Henleys is slashing its account base by 25% after the credit crunch stymied the young fashion brand’s ability to insure orders from some of its stockists.
Henleys said it would axe between 80 and 100 of its stockists out of its total account base of 350. The brand, which is best known for its T-shirts, said it was also streamlining distribution to ensure it was represented in the best and widest way possible. It said it would cull accounts on a case-by-case basis.
Issues with getting credit insurance on orders have become a broader problem for fashion brands in recent months as the credit crunch has led to insurance companies tightening up on cover for retailers.
Both brands and retailers are having to come up with solutions to work around the difficulties, including pro-forma payments and payment plans.

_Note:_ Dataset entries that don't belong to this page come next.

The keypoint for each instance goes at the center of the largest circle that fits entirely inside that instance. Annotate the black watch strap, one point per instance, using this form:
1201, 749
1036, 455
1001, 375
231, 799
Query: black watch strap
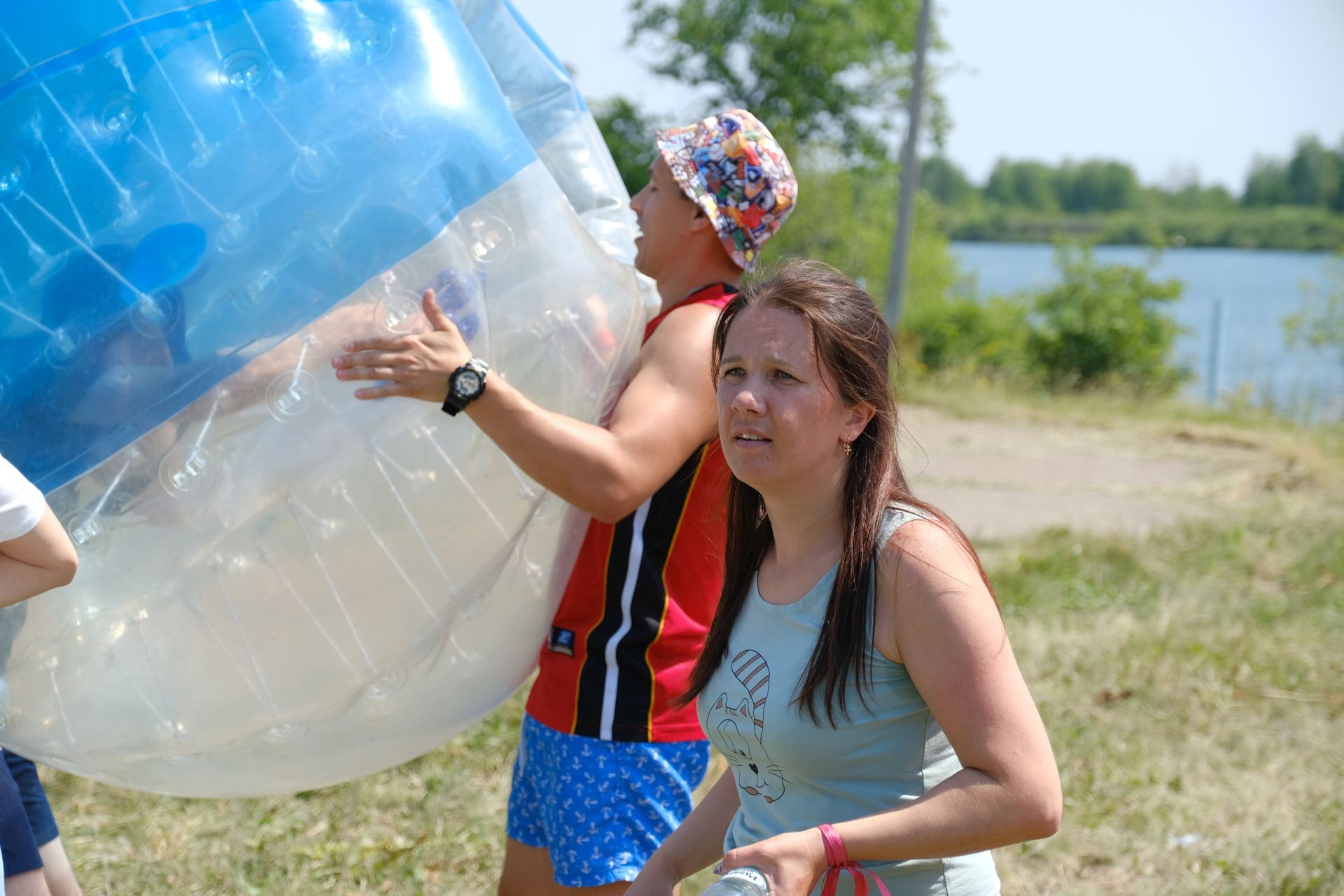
465, 384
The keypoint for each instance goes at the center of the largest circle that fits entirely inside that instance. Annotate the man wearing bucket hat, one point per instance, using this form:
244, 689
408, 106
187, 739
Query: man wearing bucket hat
606, 763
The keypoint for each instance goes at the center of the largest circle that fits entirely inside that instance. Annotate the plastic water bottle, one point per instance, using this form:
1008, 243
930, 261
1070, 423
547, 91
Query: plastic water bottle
739, 881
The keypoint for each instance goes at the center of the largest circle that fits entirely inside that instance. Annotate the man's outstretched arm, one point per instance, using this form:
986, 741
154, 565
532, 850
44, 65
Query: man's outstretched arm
662, 416
36, 562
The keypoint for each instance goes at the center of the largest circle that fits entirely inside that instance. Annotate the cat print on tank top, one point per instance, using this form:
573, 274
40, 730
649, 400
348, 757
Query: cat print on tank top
736, 724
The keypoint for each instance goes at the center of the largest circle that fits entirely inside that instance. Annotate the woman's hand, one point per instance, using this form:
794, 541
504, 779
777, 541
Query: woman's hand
416, 365
792, 862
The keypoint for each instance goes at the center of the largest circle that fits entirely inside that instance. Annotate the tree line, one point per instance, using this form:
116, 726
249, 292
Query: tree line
1312, 178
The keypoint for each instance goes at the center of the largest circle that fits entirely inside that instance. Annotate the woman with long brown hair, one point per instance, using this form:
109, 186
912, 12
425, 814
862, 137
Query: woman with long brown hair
858, 676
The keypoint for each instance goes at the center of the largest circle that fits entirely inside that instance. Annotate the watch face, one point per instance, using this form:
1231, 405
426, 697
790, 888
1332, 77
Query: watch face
467, 383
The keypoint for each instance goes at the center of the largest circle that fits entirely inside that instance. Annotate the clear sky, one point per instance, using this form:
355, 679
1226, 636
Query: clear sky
1164, 85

A source close to Henleys said: "Henleys is losing credit insurance on a lot of accounts and that is a pre-requisite, especially if there is no sales history. It is still working with the good accounts but some will fall by the wayside, like the poor payers. It is good to keep reviewing the business. I don’t think that Henleys is being unreasonable."
However, one independent account which has been axed by the brand contacted Drapers and said: "Henleys' commitment to the independent retailers that helped develop the brand to what it is today leaves a lot to be desired. Given the current market climate and tendency for every brand to have its day, I wonder how long it will take for Henleys to come calling again when one or two of the big retailers pull the plug on their forward orders?"